Even as the congressional Super Committee grapples with how to cut the 10-year deficit by another $1.2 trillion, a feisty tug-of-war is brewing on Capitol Hill over how to implement the $1 trillion in cuts enacted last August.
Clear winners and losers are emerging from the fray.
A bi-partian “mini-bus” appropriations bill, which covers five key government agencies and could be voted on in the House later today, delivers blows to financial regulation, agricultural programs, the Census bureau, and state and local law enforcement. At the same time, it preserves or boosts spending for food safety and nutrition programs, scientific research, and the Federal Aviation Administration.
Congress hasn’t approved any bills for fiscal 2012, which started October 1. But earlier this week the House and Senate unveiled a $182 spending package that would finance daily operations for government agencies responsible for law enforcement, food safety, space exploration, scientific research, transportation, and housing.
Lawmakers are under pressure to pass the measure by Friday because it also includes a stopgap spending resolution that will keep the rest of the government running until December 16. The last continuing resolution expires Friday at midnight and without a new one, the government will partially shut down.
As expected, the mini-bus appropriations bill has drawn criticism from interest groups that support the agencies targeted for budget cuts. The Commodities Futures Trading Commission, for instance, is being asked to swallow a near one-third cut relative to what the Obama administration requested. The agency, charged with safeguarding investors in their futures and commodities trades, had a fiscal 2011 budget of about $170 million which President Obama wanted to hike to $308 billion to help implement parts of the Dodd-Frank financial overhaul legislation.

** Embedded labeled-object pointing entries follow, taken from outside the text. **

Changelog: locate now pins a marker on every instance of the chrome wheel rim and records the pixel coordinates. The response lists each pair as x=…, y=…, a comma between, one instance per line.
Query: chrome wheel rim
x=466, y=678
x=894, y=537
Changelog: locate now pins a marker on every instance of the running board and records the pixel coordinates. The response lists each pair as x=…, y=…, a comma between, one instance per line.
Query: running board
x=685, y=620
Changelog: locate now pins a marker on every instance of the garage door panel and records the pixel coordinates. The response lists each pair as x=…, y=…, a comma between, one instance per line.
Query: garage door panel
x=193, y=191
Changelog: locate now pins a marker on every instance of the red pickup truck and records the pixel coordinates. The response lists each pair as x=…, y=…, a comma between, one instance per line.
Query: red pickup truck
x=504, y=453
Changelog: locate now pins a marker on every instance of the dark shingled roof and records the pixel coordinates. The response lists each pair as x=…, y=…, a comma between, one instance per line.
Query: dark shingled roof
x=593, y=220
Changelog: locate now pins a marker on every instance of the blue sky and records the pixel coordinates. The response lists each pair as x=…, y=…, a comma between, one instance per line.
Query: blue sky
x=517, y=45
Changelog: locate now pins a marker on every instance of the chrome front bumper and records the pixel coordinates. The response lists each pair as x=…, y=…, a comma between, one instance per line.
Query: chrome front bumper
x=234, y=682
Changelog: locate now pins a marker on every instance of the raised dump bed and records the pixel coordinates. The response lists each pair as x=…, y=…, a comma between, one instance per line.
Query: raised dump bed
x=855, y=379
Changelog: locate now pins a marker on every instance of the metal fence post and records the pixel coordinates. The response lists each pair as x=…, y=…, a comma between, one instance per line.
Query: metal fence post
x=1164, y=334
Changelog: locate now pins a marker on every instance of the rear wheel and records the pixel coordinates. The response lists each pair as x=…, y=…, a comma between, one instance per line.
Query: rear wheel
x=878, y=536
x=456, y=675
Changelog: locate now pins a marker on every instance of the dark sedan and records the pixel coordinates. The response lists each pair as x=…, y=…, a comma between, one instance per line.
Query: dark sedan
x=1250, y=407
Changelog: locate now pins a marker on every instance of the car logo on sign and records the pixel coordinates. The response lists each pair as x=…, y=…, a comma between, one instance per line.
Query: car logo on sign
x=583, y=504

CFTC officials and Wall Street reform advocates say the $35 million increase to $205 million for the CFTCis grossly inadequate to carry out the job of writing new rules for over-the-counter derivatives, as well as probing deceptive practices at investment firms such as MF Global Holdings. “The Dodd-Frank Act assigned massive new markets to CFTC oversight, leading to a 600 percent increase in the size of the CFTC’s supervisory responsibilities,” said Lisa Donner, executive director of Americans for Financial Reform. “The funding level just advanced by the Conference Committee would barely allow the CFTC to expand its current oversight resources and would not permit the agency to implement its new responsibilities.”

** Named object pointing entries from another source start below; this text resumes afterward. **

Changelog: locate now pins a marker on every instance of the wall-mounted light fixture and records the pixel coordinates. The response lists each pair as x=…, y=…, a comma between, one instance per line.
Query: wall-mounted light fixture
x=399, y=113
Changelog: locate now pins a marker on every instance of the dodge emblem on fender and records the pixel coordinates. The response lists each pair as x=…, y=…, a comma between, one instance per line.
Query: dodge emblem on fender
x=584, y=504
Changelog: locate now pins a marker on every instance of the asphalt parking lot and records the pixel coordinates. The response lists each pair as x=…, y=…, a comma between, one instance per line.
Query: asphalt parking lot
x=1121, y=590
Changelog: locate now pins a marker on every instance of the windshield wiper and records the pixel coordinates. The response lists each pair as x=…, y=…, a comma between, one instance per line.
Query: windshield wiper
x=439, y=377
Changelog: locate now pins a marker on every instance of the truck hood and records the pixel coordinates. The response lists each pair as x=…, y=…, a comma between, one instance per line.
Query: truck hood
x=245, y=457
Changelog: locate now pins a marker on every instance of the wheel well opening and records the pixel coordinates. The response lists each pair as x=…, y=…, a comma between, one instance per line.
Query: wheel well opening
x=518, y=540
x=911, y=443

Bart Chilton, a Democratic CFTC commissioner, told Reuters and POLITICO earlier this week that restraining the agency’s resources in the outlined format would squash its ability to police Wall Street.
The legislation also forces the Agriculture Department to accept $2.5 billion in reduced funding relative to what the President requested in his budget and $350 million less than what the agency operated on last year. Agricultural research, conservation, and rural economic development programs stand to lose a collective $278 million compared to fiscal 2011—cuts that farm advocates say are short-sighted.
“We’re looking at trying to go from feeding 7 billion people to feeding 9 billion people in the next 40 years. Everyone knows we can’t do that without more research so that funding is crucial,” said Mary Kay Thatcher, director of public policy for the American Farm Bureau. Farmers want to do their fair share to shoulder the nation’s budget problems, she said, “but the fact is, we’re going to do about three times our fair share in the farm bill coming up.”
The House Senate and Agriculture committees are currently working on a new five-year farm bill. It is expected to cut billions in payments to farmers and conservation programs to help solve the nation’s long-term budget problem.
A few agencies stand to benefit from the bill. The Food and Drug Administration, whose annual spending allocation is included in the Agriculture Department’s appropriations bill, received a $50 million funding boost compared to last year’s levels.
“While many agencies of government have had severe and painful cuts, the FDA has managed to get a small increase,” FDA Commissioner Margaret Hamburg said earlier this week. “It will enable us to work on some critical food safety and drug development issues.”
Bills for authorizing funding for the Pentagon and the Department of Homeland Security, Health and Human Services, and Energy are still being marked up in House and Senate Committees. They will likely be lumped together with other agency and department budgets in an end-of-year spending package.